Hampshire Highways starts surface dressing programme
Hampshire’s Highways teams will be starting the annual programme of surface treatments in May to ensure that as far as possible, works are completed while traffic levels are relatively low, getting roads treated ahead of travel restrictions being lifted.
The programme will begin by treating 128 miles of Hampshire’s rural routes targeting areas where re-sealing road surfaces or improving skid resistance have been identified as priorities. Targeting more rural sites helps to ensure social distancing from residents can be maintained, while at the same time keeping major routes open and journey times minimal for key workers travelling to work and people making essential journeys for food shopping, health or care purposes.

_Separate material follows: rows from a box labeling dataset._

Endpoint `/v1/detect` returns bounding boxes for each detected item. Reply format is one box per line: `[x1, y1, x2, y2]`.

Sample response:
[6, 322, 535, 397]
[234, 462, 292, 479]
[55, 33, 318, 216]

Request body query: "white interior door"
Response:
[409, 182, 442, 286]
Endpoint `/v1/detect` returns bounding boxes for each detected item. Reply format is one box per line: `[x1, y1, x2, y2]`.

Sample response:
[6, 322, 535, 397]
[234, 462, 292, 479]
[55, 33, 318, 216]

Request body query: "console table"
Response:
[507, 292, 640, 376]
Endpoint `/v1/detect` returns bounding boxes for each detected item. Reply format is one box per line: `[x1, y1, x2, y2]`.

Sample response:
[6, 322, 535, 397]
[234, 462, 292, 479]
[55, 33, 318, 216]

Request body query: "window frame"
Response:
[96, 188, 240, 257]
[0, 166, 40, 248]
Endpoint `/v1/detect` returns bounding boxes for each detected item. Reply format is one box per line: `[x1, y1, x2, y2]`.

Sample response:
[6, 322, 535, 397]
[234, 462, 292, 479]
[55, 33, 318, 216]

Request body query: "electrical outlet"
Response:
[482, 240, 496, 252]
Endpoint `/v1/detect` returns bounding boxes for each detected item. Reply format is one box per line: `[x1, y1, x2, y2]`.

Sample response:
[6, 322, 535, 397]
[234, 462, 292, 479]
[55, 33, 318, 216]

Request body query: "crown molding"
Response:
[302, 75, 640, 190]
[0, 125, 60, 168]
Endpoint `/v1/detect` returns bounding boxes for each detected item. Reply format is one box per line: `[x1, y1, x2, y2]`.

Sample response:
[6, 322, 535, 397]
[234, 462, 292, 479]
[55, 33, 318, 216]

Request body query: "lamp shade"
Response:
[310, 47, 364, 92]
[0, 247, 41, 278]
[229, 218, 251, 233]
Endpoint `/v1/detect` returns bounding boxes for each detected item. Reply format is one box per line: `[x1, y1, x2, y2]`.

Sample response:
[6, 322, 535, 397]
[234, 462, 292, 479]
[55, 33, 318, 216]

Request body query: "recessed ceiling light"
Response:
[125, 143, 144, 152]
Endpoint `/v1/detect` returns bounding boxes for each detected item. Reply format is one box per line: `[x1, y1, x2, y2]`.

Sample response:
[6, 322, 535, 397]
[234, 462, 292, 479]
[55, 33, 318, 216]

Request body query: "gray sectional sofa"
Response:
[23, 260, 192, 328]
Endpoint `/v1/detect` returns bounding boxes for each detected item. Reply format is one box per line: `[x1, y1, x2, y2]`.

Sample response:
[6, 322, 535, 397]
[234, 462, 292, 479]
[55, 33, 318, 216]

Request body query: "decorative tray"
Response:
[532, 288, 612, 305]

Councillor Rob Humby, Executive Member for Economy, Transport and Environment at Hampshire County Council, said: “Our highways teams will be working to extend the life of the road network, ensuring value for money and reduced demand for non-renewable materials by using the most appropriate treatment for each site. Surface dressing is designed to protect the road surface from water damage and maintain skid resistance, keeping the road in good condition for as long as possible and preventing potholes from forming.”
During the Coronavirus emergency all highways maintenance work on Hampshire’s roads is carried out in line with the Construction Leadership Council’s Site Operation Procedures, which is based on Public Health England guidance.
The dressing treatment involves the application of new stone onto a layer of hot bitumen to create a new surface for vehicles to drive on. The process can create some loose material immediately after completion but this is removed by sweeper and the road is usually swept again after two weeks. Surface dressing cannot happen if the road is wet as the moisture will reduce the bond between the chippings and bitumen.